The first thing I always like to do is explore the data that I have available to me. So you’ll notice that here in the Data Explorer, I have a point and click way to understand the different catalogs, databases and tables that are part of my data lake. And here if I want to get a quick view of the different tables, I can get an overview of the schema, I can look at a few rows of sample data. Now of course, all this is stored in an open format, I can see details and I can even manage permissions with the click of a button. Now all the users and groups that you have within Databricks SQL can easily be synced from Okta, Active Directory, or a different authentication provider. What’s nice is in this Data Explorer, I can also see the history of my Delta tables so I can understand every operation that’s happened. Now today, we’re going to use the sample NYC Taxi dataset that we provide to you out of the box. But it is also worth noting that if you wanted to set up ingest from another source, you can do that with a partner like Fivetran with just a few clicks. Well, so let’s get started querying. So here, what you’ll see that we have is your SQL workbench. And this is where you author and execute queries. So let’s go ahead and run this sample one. Now, of course, you can have multiple SQL statements, whether those are ad hoc queries, or DDLs in each of these tabs. I’m also going to go ahead and pin this table since we’re going to use it throughout, while I can kind of go ahead through the schema browser and take a look at some of the other data that I have available to me.
Now, one thing to note is you can see here that I’m using the default SQL endpoint that comes out of the box with every workspace. But what’s great about these endpoints is that they eliminate the complexity of clusters, you don’t have to think about versions, you don’t have to think about Spark configuration. You just pick a t-shirt size, small, medium, large. And you can assign them to specific teams or departments. So you can streamline government governance and chargeback and soon with new Serverless Endpoints, you don’t need to think about startup time either ready for primetime in just a few seconds.
So now that we’ve got our results, why don’t we take a look at some of the execution details? You see here that we get a nice view of what actually happened. We can also understand some of the previous executions that we’ve run, and go back to a previous version if we’d like to. If we’re really firing on all cylinders, we can also go ahead and leverage any of these keyboard shortcuts, for things like opening and closing new tabs, or even executing our queries, highlighting certain portions, everything designed to make your analysis as quick and easy as possible. Now, of course, sometimes you don’t just want to generate results, you also want to visualize them and share them with other individuals and teams in the organization. So why don’t we go ahead and add a visualization. And you’ll see that’s right side by side with my with my results, let’s just do a quick scatterplot of the average fare by route, see if we can figure out which which routes we probably want to avoid, because they’re a little pricey. So you can see here, I was able to quickly just add that, that visualization. And I can quickly spot any of these outliers that I might want to avoid when I’m planning my trips – probably better to take the subway. So now this is great, I’m starting to generate some insights already. But what if I want to organize these insights per system and kind of come back to them time and time again with my team? Dashboards are a great way to do this. And of course, I’m sure you’ve guessed by now, we provide a number of sample dashboards out of the box. So let’s go ahead and pick our NYC Taxi one.

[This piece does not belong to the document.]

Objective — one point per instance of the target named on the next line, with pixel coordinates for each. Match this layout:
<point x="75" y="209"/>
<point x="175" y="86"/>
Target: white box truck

Now, you’ll see that this dashboard provides a great example of a number of capabilities you might want to take advantage of, whether that’s conditionally coloring certain values in a table, or adding interactivity via parameters and allowing the consumers of these dashboards to set different date ranges. And what’s great is if there’s a key metric I’m tracking like total trips, I can also right within Databricks SQL set up an alert so I know when certain thresholds are met. So here you’ll notice that I’ve selected my query total trips, I’ve decided I want to know as soon as we crossed that magical 300 mark for that time range. And we just want to get notified once when it happens. So I’m going to go ahead and create the alert. I’m going to tell it to send to myself. And I’m also going to go ahead and decide to make sure the entire team knows too, and make sure that message goes to Slack as well.
Alright, so with that, why don’t we jump over to Tableau where I’ve already configured it to query directly from Databricks SQL and to hit those SQL endpoints. You can see here that I was able to develop that same view of my data in a Tableau dashboard. And if I want to open anything up and do some additional analysis, like let’s say I want to understand kind of the difference in route fare by drop offs of code. You can see here that very quickly, I can see which zip codes are very close to each other. You can see very short trips, very cheap trips. But if I go a little further, I can also start to get some more insights and understand where the distance is actually a little longer. And this is all generating live queries against my Databricks SQL data, with the click of a button. So hopefully, this gave you an idea of what’s possible with analytics on the data lake whether you want to use our built in capabilities or your favorite BI tool.